Remember its more fun in the Philippines !


----------



## M.C.A. (Feb 24, 2013)

*Water well with electric pump*



expatuk2016 said:


> Im with Bigpearl on the water containers we have 4 the water we use for cooking and making coffee we buy drinking water in 6 litres containers. The tap water avail mon-fri * is not very good containers tend to have a green slime after a while which also blocks the garden hoses ! Although the water company website states the water is more beneficial because of the various minerals it contains ! We did some time ago have inline filters but they would get blocked very quick.
> * our water pressure usually from 6am sat-6pm sun drops sometimes to almost zero ! Reported several times all we get is they are laying new pipes ! Thinking of pumping ground water using a storage tank , but depends on the cost.
> Remember its more fun in the Philippines !


The well will cost about 5,000 pesos to drill (my plumber, used him for years) and you'd want a manual pump outside 2,500 pesos (power outages) just in case with a line running to the house that connects to your electric pump 9000 pesos from Motorworld Sta Cruz market area, it's green and made in italy for a quality 1 hp and the think lines from the manual pump to the home will run about 5 -7000 pesos, the stainless steel tank will cost 10,000 pesos and then from there the costs for lines to your home.
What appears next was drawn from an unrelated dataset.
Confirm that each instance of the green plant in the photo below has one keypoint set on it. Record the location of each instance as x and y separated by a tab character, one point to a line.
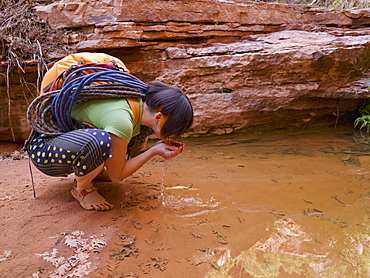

We've had this set up for at least two decades.


----------



## M.C.A. (Feb 24, 2013)

Here's what my system looks like I use a 1hp electric pump made in Italy and it can be rebuilt, I've already changed the bearings once in 7 years, I asked for their best pump and that's what they gave me, at the time it was 7,000 pesos but now I see them selling at 9,000 pesos.


----------



## expatuk2016 (Mar 20, 2016)

Thanks for the pics mark, we already have a handpump in the laundry room will get our local plumber in to see what his quote is. Honestly our water supply is almost non exsistant at weekends ! The pressure is not enough to reach our bathroom on the 2nd floor ! So basically its hand pump for washing clothes at weekends yes i know its the Filipno way but my wife is diabetic she gets tired and i hate seeing her sitting there scrubbing away at clothes etc but on the other hand at weekends the wife and her sister happily do the washing chattering away to each other and as we are on lockdown we cant go to the Japan surplus stores or the garage sale in nuvali ! So the money saved on petrol drivers fees and food etc will cover the cost of installing a new water system .
We shall see, next project solar panels !


----------



## Gary D (Oct 28, 2013)

Mark, did you miss a 0 from the well price. 100k wouldn't be unusual so 50k would be a good price.


----------



## M.C.A. (Feb 24, 2013)

*Well digging will vary in price*



Gary D said:


> Mark, did you miss a 0 from the well price. 100k wouldn't be unusual so 50k would be a good price.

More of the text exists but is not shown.